Zusammenfassung

  • DigitalBridges Jon Mauck sagte, dass Rechenzentren als ungefähr 20-jährige Anlagen gebaut werden, während die dort installierten GPUs oft nur fünf bis sieben Jahre nutzbar sind.
  • Der Unterschied bedeutet, dass Investoren den wiederholten Hardwareaustausch bei der deutlich längeren Lebensdauer der physischen Anlage einplanen müssen.

Die Fakten

DigitalBridges Senior Managing Director Jon Mauck hob auf Datacloud USA in Austin am 2. September die unterschiedlichen Lebensdauern von Rechenzentrumsinfrastruktur und KI-Hardware hervor.
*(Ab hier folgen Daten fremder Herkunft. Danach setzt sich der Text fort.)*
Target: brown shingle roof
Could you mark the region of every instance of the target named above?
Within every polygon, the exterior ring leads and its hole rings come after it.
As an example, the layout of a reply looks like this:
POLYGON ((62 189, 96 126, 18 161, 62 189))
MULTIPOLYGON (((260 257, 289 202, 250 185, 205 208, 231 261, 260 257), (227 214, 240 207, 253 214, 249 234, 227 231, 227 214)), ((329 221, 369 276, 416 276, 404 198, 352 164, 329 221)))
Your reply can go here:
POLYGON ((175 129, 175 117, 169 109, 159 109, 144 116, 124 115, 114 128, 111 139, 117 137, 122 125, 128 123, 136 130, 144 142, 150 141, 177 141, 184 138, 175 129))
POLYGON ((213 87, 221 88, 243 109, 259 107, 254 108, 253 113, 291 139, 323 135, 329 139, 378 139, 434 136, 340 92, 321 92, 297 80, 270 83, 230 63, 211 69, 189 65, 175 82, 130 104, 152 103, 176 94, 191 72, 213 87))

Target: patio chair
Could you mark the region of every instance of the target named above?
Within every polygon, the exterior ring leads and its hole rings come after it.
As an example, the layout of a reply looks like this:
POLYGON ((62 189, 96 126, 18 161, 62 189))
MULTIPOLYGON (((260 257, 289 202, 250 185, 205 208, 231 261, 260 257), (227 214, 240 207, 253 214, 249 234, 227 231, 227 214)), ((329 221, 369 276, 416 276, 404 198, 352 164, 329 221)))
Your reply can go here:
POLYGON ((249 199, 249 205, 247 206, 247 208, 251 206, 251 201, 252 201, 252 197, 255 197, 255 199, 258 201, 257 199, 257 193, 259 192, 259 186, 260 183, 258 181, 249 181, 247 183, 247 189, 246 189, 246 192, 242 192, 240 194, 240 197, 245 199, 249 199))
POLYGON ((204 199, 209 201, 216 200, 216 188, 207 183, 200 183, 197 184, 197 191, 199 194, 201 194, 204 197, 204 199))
Mauck, der die globale Rechenzentrums-Investitionsstrategie von DigitalBridge leitet, beschrieb Rechenzentren als rund 20-jährige Industrieanlagen, während die darin eingebauten GPUs oft nur eine Nutzungsdauer von fünf bis sieben Jahren haben. Capacity hat die Kommentare in den Takeaways zu Metro Connect Fall und Datacloud USA aufgenommen.

Die Differenz bedeutet, dass ein Rechenzentrumsgebäude, seine Strominfrastruktur und weitere unterstützende Systeme über mehrere Generationen von Rechentechnik genutzt werden können. Der Austausch der GPUs bedeutet nicht den Austausch der gesamten Anlage, erzeugt aber im Verlauf der Asset-Laufzeit eine zusätzliche Finanzierungsentscheidung.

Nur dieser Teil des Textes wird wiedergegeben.